Secondo Perizzolo, la sostenibilità è anche una leva reputazionale e sociale: «Barilla è disposta ad accettare tempi di ritorno più lunghi sugli investimenti legati alla sostenibilità. Lo facciamo perché crediamo che ci siano benefici indiretti: la reputazione, l’attrattività verso i giovani, la fiducia dei consumatori. Gli ingegneri che partecipano alle selezioni ci chiedono se quello che dichiariamo è vero. Una volta entrati, verificano con mano che lo è davvero. Questo fa la differenza».

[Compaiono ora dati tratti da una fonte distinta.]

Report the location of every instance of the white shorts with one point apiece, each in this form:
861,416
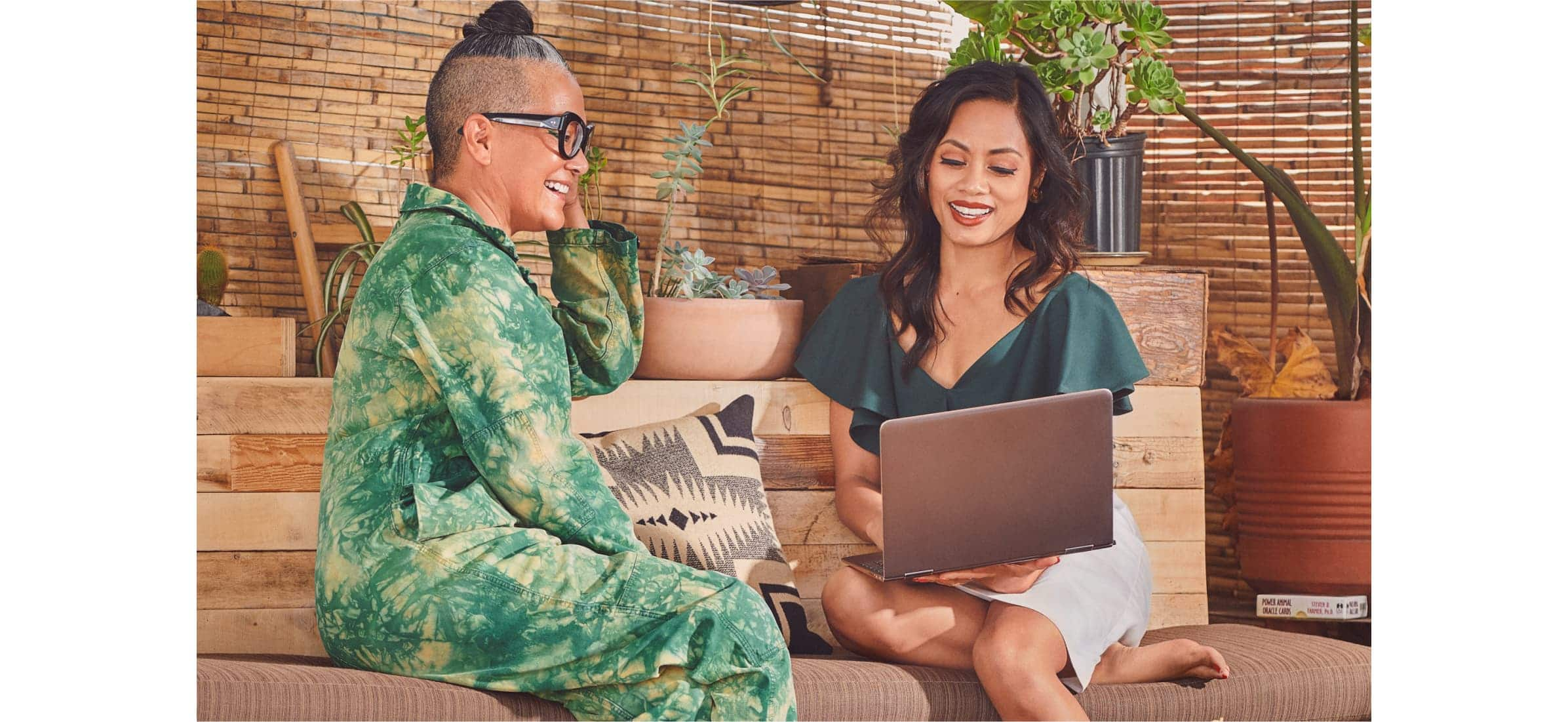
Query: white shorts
1095,599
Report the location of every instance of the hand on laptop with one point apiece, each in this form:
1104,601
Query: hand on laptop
1004,578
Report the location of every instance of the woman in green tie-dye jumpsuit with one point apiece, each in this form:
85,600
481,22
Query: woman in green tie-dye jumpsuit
466,534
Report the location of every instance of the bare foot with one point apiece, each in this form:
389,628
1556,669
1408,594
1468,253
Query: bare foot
1172,660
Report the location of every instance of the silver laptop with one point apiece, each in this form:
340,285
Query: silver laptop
1009,482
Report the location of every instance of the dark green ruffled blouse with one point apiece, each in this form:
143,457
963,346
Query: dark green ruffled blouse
1074,340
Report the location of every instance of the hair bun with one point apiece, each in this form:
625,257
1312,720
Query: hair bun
504,18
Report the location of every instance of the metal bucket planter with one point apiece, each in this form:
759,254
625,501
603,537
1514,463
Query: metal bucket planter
1303,495
718,340
1112,178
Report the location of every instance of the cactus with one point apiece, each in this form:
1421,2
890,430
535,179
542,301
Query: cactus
212,275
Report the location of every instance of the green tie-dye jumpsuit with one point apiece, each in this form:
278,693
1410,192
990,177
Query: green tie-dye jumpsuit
468,536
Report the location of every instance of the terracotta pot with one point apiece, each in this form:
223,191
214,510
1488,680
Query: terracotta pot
718,340
1303,495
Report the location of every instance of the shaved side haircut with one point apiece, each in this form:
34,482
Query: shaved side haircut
488,71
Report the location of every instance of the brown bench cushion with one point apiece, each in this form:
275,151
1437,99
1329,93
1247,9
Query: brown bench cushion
1275,675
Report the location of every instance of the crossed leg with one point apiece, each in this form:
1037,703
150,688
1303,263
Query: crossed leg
1017,652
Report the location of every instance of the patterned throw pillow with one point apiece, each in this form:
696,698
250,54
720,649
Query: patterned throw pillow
694,489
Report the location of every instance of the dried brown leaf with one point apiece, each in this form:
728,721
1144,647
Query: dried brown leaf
1303,374
1244,360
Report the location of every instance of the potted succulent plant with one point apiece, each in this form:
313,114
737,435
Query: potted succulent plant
698,325
1103,63
1295,452
212,278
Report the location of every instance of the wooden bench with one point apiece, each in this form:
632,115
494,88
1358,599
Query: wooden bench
259,465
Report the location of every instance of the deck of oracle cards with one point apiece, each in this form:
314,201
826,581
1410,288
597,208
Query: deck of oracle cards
1311,608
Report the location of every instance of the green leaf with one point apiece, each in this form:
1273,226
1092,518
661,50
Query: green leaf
361,222
1335,273
974,10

Se agricoltura e industria alimentare sono chiamate a garantire filiere più pulite e trasparenti, la finanza deve fare la sua parte nel sostenerle. Leonardo Meoli, Group Head of Sustainability Business Integration di Generali, ha ricordato come la compagnia assicurativa lavori da anni per integrare la sostenibilità nei modelli di business: «Ogni nostra attività viene valutata sia dal punto di vista economico, sia in termini di impatto ambientale e sociale. Abbiamo stanziato 12 miliardi di euro in tre anni per investimenti legati alla transizione energetica, e siamo molto focalizzati sul supporto alle imprese e agli individui nella resilienza e nella protezione dai rischi climatici». Il mercato, ha osservato Meoli, risponde positivamente: «Vediamo che i volumi dei prodotti assicurativi con caratteristiche ESG crescono, soprattutto in Europa e in Asia. Ma è chiaro che non basta dire che un prodotto è sostenibile: deve anche garantire un ritorno economico competitivo. Quando riusciamo a unire le due cose, il cliente risponde bene».

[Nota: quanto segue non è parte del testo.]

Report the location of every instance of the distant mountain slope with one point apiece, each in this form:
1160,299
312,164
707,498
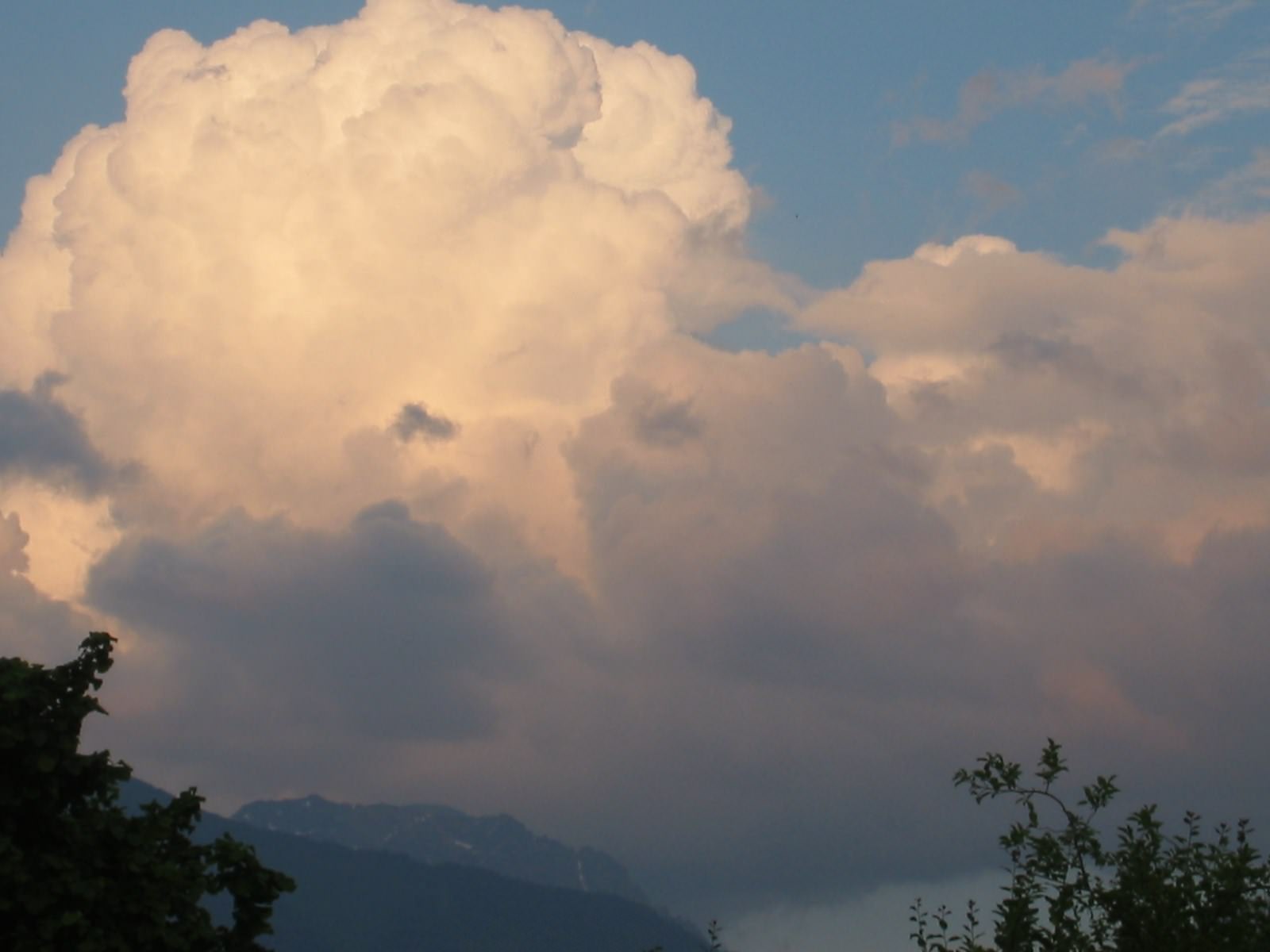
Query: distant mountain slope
441,835
365,900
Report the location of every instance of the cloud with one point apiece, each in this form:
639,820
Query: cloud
414,420
733,616
32,625
380,628
1189,14
44,441
994,194
1240,88
1236,192
992,92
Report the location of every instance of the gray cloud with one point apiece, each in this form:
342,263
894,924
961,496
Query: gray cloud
32,625
41,440
416,420
1240,88
992,92
387,626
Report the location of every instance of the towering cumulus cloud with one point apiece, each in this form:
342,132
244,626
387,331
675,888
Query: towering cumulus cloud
357,380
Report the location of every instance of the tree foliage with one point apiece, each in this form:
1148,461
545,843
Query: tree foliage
78,871
1073,890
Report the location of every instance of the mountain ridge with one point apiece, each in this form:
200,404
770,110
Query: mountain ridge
433,833
370,900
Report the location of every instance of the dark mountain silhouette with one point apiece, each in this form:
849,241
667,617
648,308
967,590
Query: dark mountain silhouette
441,835
355,900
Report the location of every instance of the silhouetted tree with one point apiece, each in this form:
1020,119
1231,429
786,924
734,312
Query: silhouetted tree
1072,892
78,871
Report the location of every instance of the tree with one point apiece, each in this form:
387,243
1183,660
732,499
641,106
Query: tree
79,873
1071,892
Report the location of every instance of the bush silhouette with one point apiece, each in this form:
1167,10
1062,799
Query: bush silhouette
78,871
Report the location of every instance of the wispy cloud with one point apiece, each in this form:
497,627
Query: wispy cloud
992,192
992,92
1236,192
1242,86
1193,13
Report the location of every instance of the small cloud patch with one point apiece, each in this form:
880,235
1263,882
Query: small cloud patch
416,420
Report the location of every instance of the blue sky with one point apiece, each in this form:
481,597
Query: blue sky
817,94
700,463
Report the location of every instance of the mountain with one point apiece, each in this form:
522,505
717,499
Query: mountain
441,835
368,900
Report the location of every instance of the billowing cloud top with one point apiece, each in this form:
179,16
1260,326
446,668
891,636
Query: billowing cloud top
356,381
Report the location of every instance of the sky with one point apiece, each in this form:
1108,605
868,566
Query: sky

Dalle parole dei tre manager emerge una convinzione condivisa: la sostenibilità non è un costo da sopportare, ma un investimento che rafforza la competitività del Made in Italy. «Non si tratta solo di rispettare regole o rincorrere mode – ha sintetizzato Ravanelli –. Si tratta di creare un modello di sviluppo che tenga insieme produzione, ambiente e società. Solo così possiamo guardare al futuro».In questo incrocio tra agricoltura, industria e finanza, il Made in Italy trova la sua forza. Il marchio non è più soltanto sinonimo di qualità e tradizione, ma sempre di più di innovazione e responsabilità. Dalle campagne di Jolanda di Savoia ai forni di Mulino Bianco, fino alle grandi scelte di investimento globale, la transizione passa per la capacità delle imprese italiane di essere sostenibili senza smettere di essere competitive. È la sfida del presente, ma soprattutto del futuro.